Research from the University of Leicester in England has found that the booming fitness industry has had very little effect on the obesity epidemic.
According to the researchers, despite the increased popularity in recent years of gyms and private health clubs it has done little to dent the UK's growing weight problem.
A study by the research team has found that whereas wealthier people are attracted to join such organisations, the less well-off are left struggling to find ways to combat weight problems.
The study also contends that gyms, fitness magazines and manuals often focus on keeping in shape for image reasons rather than for health reasons, and says the industry has been able to make a profit by attracting richer members using "seductive marketing" without providing a "sustainable approach to fitness".
It must however be noted that the study focused on America which has more than 20,000 commercial health clubs and a culture some might argue which is far more geared to 'looking good'.
Dr.
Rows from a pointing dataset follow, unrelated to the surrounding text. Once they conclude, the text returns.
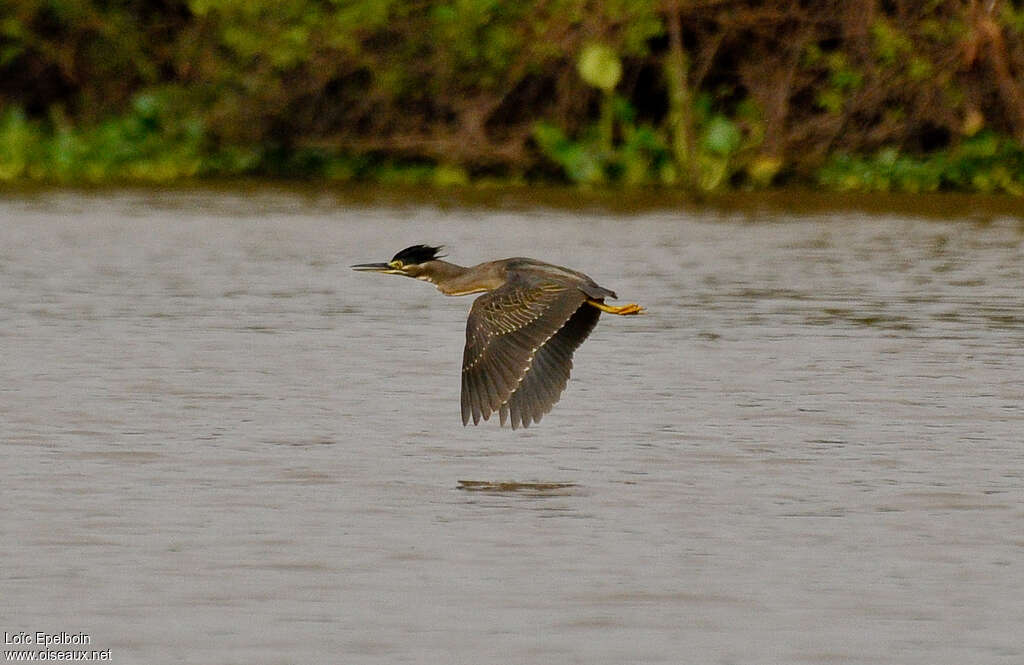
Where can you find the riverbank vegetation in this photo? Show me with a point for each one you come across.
(698, 94)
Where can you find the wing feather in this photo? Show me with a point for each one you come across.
(519, 344)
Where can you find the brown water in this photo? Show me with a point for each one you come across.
(223, 446)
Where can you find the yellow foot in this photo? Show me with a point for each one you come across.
(623, 309)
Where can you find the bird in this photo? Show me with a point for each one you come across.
(520, 334)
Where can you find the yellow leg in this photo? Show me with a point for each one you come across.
(623, 309)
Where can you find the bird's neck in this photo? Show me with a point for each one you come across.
(452, 279)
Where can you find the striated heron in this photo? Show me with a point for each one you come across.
(520, 336)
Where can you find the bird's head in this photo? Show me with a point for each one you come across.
(412, 261)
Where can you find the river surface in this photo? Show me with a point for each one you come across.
(221, 445)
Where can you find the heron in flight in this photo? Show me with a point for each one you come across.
(520, 335)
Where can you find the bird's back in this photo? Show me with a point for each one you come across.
(535, 272)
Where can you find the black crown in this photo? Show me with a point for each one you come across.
(417, 254)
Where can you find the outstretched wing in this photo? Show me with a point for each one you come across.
(519, 343)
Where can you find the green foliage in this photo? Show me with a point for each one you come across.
(439, 92)
(984, 162)
(641, 157)
(600, 67)
(155, 142)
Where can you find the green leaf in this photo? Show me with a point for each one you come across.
(721, 136)
(600, 67)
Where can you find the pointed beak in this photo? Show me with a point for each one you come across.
(374, 267)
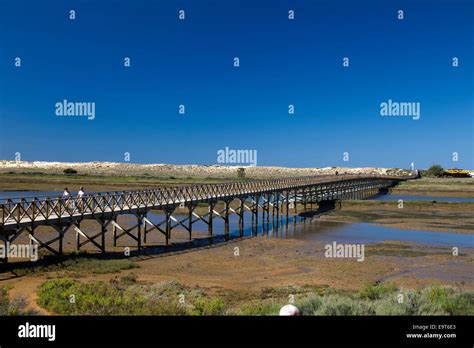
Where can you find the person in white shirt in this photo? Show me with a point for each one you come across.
(80, 195)
(66, 193)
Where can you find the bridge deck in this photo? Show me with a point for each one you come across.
(46, 210)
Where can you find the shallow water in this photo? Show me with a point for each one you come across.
(390, 197)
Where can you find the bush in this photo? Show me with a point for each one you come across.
(382, 299)
(377, 291)
(434, 171)
(16, 306)
(69, 171)
(209, 306)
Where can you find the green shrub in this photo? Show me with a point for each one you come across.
(377, 291)
(261, 309)
(209, 306)
(12, 307)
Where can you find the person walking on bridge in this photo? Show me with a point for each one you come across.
(66, 194)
Jennifer Smith Maguire of the university's department of media and communications, insists however that the rapid growth in private clubs in the UK means the research can be applied to Britain and elsewhere.
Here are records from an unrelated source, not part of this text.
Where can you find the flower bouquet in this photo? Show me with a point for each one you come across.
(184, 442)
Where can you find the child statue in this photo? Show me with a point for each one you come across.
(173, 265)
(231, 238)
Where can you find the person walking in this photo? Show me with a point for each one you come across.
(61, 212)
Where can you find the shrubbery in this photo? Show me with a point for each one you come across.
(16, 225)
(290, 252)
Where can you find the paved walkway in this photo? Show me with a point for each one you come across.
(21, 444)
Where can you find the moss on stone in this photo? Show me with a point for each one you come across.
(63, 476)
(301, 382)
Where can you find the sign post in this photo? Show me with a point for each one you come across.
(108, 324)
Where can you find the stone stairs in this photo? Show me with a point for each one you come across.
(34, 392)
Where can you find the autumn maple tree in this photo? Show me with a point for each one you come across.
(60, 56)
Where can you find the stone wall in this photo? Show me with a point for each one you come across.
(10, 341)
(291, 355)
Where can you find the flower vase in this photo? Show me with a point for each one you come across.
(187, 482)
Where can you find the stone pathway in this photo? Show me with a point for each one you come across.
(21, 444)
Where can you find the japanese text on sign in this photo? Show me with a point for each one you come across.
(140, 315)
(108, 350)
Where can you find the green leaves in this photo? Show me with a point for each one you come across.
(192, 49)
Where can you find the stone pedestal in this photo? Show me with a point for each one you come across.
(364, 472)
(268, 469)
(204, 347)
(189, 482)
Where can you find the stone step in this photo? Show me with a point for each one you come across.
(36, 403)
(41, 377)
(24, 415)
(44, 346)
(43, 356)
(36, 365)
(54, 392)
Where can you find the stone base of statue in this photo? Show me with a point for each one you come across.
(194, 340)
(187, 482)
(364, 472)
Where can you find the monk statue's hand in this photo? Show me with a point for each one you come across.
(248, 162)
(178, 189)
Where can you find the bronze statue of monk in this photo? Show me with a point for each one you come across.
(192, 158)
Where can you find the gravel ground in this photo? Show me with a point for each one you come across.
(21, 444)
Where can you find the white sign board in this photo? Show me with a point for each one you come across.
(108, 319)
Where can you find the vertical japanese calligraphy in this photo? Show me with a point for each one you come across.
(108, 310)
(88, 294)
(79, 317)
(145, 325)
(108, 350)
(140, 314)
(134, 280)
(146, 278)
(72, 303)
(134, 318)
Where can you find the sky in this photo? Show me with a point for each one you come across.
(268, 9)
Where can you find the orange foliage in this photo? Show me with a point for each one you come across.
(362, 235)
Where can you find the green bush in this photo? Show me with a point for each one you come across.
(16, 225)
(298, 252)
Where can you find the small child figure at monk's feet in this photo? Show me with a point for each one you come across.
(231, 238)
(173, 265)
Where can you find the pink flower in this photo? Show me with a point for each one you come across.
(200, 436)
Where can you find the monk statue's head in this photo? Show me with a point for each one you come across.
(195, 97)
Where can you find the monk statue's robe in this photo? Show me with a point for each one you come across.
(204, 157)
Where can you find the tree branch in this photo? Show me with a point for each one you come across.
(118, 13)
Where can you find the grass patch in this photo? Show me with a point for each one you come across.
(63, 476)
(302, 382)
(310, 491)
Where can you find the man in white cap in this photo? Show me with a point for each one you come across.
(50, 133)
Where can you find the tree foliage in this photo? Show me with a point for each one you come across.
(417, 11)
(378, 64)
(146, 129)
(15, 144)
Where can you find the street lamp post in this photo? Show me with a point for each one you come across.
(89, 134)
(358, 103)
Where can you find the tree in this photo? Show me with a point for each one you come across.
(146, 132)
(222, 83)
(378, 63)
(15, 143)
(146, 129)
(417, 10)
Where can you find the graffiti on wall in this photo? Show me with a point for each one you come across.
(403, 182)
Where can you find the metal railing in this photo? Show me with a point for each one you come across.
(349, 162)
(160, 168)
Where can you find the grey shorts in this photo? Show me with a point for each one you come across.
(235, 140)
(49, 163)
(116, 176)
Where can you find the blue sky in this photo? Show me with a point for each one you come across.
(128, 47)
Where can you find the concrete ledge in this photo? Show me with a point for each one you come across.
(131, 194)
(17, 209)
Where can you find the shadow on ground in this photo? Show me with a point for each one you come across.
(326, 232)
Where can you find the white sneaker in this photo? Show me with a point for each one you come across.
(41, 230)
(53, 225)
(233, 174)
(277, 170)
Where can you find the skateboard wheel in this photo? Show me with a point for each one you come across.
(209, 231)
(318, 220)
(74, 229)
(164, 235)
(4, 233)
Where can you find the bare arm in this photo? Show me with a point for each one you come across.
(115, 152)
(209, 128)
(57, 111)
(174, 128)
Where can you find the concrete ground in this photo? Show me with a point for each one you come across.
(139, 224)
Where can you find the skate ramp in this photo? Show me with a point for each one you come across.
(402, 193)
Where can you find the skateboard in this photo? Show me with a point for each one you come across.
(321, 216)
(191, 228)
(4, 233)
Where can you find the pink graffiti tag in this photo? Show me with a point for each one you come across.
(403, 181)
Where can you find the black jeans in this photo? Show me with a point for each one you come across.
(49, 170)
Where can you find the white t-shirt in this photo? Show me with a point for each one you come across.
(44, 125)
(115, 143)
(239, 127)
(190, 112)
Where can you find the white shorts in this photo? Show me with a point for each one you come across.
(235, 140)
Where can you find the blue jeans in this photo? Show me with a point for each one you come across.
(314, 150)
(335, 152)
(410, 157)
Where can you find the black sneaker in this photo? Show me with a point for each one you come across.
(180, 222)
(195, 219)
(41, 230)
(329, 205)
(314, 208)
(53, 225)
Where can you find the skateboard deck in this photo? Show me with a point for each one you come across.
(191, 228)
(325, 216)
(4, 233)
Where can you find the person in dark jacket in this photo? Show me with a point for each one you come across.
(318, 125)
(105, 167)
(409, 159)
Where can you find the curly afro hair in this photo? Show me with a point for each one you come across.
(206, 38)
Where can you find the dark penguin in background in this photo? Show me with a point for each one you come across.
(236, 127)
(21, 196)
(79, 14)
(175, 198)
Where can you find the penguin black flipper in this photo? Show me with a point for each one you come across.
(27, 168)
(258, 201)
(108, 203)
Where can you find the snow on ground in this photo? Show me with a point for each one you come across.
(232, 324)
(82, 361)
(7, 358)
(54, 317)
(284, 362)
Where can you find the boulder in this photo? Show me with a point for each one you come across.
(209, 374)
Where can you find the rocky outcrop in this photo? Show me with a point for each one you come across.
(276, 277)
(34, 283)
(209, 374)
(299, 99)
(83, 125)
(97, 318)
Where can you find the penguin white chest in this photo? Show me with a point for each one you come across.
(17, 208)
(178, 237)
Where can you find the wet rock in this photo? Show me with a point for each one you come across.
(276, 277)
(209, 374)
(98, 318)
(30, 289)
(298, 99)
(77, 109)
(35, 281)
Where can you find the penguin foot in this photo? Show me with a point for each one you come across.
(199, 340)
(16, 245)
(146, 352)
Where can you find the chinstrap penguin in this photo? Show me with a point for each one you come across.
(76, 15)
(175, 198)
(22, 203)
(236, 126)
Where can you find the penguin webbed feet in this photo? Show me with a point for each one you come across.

Dr. Smith Maguire says over recent decades many Western countries have experienced a strange paradox, with fitness and exercise industries expanding alongside problems of inactivity and obesity.
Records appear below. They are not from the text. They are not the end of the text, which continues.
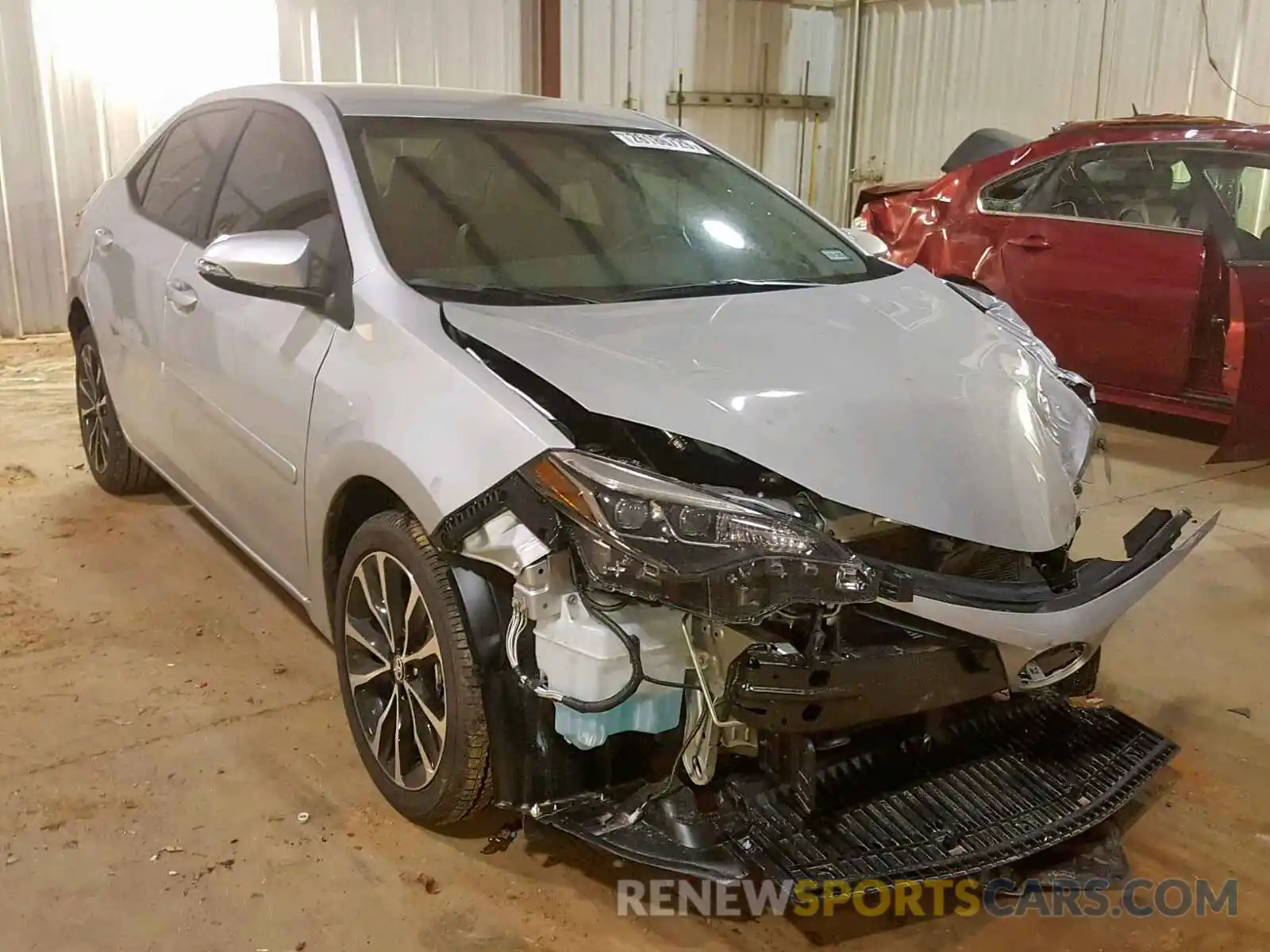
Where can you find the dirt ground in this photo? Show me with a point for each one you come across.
(167, 715)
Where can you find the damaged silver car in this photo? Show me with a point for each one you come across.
(635, 498)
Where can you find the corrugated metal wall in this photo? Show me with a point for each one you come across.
(924, 74)
(630, 52)
(84, 82)
(935, 70)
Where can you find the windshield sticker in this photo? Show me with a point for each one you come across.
(671, 144)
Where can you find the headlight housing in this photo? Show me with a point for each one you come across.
(728, 558)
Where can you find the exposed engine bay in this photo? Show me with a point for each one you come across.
(710, 662)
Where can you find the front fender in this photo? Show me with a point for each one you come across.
(398, 401)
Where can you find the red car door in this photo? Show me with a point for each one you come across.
(1248, 365)
(1104, 267)
(1115, 302)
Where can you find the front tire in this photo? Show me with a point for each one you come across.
(114, 465)
(406, 674)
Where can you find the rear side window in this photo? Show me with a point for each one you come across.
(178, 186)
(277, 181)
(1010, 194)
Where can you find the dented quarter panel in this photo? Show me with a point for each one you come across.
(895, 395)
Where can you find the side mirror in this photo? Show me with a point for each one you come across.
(868, 243)
(271, 264)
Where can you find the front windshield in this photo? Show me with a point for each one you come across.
(578, 211)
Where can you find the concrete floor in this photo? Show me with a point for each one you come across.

She suggests the commercial fitness industry benefits from the scientific legitimacy and political urgency bestowed on population health issues, such as inactivity and obesity, but is in fact ill-equipped to address those issues for a number of reasons.
Dr. Smith Maguire says in the U.S. half of all commercial health club members are in the top 20 per cent of income earners who can afford excellent services and an enlightened approach to fitness.
But she says at the bottom end of the market, middle and lower income earners can afford fewer and lower quality services and the very bottom, are totally excluded from the market, and those are the very individuals most likely to be inactive and obese.